Los investigadores de la University of New Hampshire (UNH) han dado a conocer como las cuatro naves espaciales de la NASA en la misión Magnetospheric Multiscale (MMS) volaron a través de un evento de reconexión magnética ocurrido durante unos segundos, para obtener datos importantes de la Tierra.

Roy Torbert de la UNH, dijo en un comunicado:

Este fue un evento notable. Hace mucho que sabemos que ocurre en dos tipos de regímenes: asimétrico y simétrico, pero esta es la primera vez que vemos un proceso simétrico”.

Cuando ocurre una reconexión magnética, las líneas del campo magnético se «unen». En la órbita de la Tierra, esto se presenta cuando el viento solar interactúa con las líneas del campo magnético. Este evento expulsa una gran cantidad de energía, y se cree que es el causante de algunos fenómenos espaciales, como las auroras.

Reconexión magnética: Primer evento en ser visto

El primero de este tipo de eventos ha sido visto. El pasado 11 de julio de 2017, una de las naves espaciales voló por medio de una región del campo magnético de la Tierra donde sus líneas se unieron, expulsando electrones a 20.000 kilómetros por hora, según indicó Gizmodo.

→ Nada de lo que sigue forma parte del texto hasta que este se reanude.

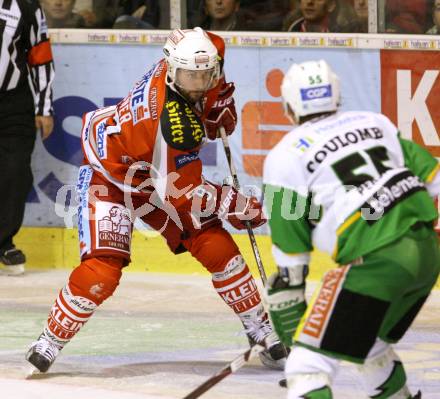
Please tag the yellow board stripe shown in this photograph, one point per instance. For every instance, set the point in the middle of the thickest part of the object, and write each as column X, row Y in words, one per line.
column 57, row 248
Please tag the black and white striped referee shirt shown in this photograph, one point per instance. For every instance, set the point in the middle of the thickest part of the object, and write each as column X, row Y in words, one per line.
column 25, row 49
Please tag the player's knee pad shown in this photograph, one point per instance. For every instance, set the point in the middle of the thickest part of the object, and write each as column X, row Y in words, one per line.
column 214, row 248
column 383, row 374
column 96, row 278
column 309, row 373
column 237, row 288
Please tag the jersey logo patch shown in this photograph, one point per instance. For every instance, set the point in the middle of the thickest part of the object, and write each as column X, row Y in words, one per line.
column 181, row 127
column 316, row 92
column 184, row 159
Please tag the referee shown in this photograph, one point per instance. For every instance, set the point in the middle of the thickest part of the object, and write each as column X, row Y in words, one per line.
column 26, row 75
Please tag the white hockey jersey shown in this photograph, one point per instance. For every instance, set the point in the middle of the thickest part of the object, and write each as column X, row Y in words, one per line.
column 346, row 184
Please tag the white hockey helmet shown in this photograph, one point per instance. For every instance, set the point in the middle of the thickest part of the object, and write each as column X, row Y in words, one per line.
column 310, row 88
column 190, row 49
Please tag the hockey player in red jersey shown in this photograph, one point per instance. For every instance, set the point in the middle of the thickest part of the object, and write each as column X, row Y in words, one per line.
column 141, row 160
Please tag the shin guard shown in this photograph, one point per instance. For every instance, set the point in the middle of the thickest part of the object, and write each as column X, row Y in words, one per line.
column 383, row 374
column 238, row 289
column 309, row 374
column 93, row 281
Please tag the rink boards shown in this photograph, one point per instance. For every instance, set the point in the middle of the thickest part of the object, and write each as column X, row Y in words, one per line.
column 57, row 248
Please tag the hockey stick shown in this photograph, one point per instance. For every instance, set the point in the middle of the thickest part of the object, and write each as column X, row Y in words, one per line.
column 252, row 239
column 232, row 367
column 236, row 183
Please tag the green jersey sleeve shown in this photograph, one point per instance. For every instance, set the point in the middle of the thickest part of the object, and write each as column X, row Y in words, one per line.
column 418, row 159
column 288, row 214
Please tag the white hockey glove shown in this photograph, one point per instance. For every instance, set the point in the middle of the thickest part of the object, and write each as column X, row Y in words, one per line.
column 285, row 300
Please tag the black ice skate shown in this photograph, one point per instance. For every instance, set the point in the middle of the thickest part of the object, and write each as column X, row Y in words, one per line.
column 42, row 354
column 261, row 332
column 13, row 260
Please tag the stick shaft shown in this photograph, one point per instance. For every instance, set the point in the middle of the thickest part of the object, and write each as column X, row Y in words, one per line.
column 236, row 364
column 251, row 234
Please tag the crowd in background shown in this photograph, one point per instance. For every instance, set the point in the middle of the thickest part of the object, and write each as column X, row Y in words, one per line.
column 349, row 16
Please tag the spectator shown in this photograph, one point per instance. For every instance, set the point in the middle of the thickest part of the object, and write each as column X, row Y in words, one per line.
column 59, row 14
column 405, row 16
column 138, row 14
column 435, row 30
column 221, row 15
column 85, row 9
column 106, row 12
column 25, row 56
column 324, row 16
column 262, row 15
column 361, row 10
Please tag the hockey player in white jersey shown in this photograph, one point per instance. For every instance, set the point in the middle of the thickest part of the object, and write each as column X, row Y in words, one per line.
column 347, row 184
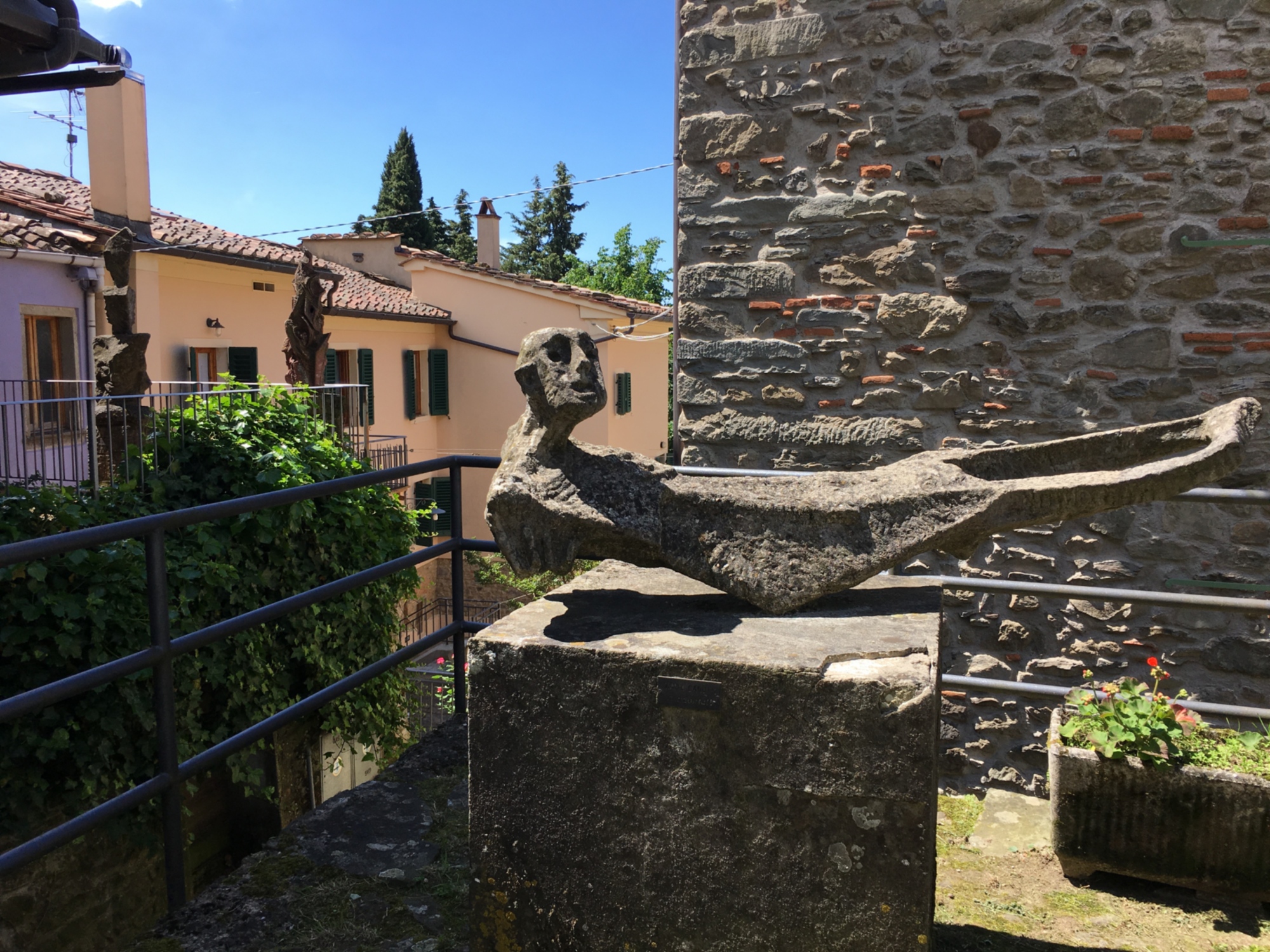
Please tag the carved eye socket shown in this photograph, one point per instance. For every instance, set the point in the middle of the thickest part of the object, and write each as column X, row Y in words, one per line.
column 559, row 348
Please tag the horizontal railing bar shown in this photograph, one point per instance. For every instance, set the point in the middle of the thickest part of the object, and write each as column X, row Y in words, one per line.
column 37, row 699
column 214, row 756
column 73, row 830
column 1130, row 596
column 1014, row 687
column 46, row 546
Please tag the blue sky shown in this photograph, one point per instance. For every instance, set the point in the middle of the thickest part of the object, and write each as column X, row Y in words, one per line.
column 271, row 115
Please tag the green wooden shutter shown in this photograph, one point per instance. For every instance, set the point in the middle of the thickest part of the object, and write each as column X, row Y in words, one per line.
column 422, row 498
column 444, row 499
column 412, row 406
column 366, row 378
column 624, row 394
column 439, row 383
column 243, row 365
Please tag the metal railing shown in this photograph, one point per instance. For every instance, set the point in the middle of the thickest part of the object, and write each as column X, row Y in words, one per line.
column 164, row 649
column 388, row 454
column 62, row 433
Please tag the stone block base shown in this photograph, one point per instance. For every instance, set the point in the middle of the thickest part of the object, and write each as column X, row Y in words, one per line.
column 657, row 766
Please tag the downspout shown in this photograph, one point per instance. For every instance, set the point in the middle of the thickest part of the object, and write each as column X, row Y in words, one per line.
column 675, row 454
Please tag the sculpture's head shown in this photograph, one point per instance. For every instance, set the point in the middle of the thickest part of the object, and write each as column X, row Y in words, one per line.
column 559, row 371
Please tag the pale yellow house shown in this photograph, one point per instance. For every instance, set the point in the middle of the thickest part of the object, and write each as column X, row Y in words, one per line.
column 432, row 338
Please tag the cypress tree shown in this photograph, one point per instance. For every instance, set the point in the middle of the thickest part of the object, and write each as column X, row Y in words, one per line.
column 548, row 246
column 463, row 246
column 402, row 194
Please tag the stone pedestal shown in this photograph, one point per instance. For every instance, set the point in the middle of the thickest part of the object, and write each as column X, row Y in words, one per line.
column 657, row 766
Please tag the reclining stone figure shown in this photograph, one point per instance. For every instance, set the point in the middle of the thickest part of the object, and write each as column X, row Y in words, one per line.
column 782, row 543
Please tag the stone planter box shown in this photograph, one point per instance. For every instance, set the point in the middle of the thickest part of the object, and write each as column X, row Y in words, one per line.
column 1188, row 827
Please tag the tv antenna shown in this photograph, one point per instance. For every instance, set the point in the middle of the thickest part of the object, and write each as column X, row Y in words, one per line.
column 74, row 106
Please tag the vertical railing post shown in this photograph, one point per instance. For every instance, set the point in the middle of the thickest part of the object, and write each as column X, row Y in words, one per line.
column 457, row 590
column 166, row 719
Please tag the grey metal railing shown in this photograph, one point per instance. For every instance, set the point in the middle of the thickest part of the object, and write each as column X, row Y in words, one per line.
column 164, row 649
column 60, row 433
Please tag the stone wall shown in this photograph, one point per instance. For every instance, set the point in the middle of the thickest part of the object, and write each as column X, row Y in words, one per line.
column 919, row 224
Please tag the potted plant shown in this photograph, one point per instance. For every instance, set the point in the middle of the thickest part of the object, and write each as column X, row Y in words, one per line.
column 1141, row 786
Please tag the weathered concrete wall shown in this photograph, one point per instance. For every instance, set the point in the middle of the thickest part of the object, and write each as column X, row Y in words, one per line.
column 909, row 225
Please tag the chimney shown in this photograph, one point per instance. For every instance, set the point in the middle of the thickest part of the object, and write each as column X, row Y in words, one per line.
column 487, row 235
column 119, row 155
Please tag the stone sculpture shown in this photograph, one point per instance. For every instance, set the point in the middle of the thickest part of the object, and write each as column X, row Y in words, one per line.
column 307, row 340
column 780, row 543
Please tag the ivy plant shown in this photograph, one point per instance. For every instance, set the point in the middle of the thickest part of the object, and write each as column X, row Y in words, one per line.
column 64, row 615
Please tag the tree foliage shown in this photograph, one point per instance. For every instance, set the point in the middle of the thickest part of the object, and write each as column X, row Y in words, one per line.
column 68, row 614
column 547, row 246
column 402, row 195
column 627, row 270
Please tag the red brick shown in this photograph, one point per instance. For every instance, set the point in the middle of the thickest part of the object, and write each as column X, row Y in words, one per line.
column 1235, row 95
column 1244, row 221
column 1122, row 219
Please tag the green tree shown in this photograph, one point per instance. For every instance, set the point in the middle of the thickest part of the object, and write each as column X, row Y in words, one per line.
column 462, row 244
column 627, row 270
column 547, row 244
column 402, row 195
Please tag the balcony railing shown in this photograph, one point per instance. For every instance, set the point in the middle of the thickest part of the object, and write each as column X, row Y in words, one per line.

Los científicos creen que los eventos que ocurren en el lado de la Tierra que está de día lanzan energía a la magnetósfera de la Tierra, mientras que los del lado de la noche descargan energía en la atmósfera, que se manifiesta por medio de auroras. Esto también podría afectar a los satélites en órbita.

Además, se cree que estos eventos se relacionan a las llamaradas solares. Según los científicos, es muy importante saber y comprender lo más posible de estas reconexiones.

Torbert dijo:

Mientras más sepamos, podremos estar mejor preparados para los eventos que puedan ocurrir alrededor de la Tierra o en cualquier parte del universo”.

Los datos han demostrado que, aunque estos eventos sean pequeños, son lo suficientemente potentes como para enviar partículas a nuestra atmósfera.

El estudio científico ha sido publicado en la revista Science.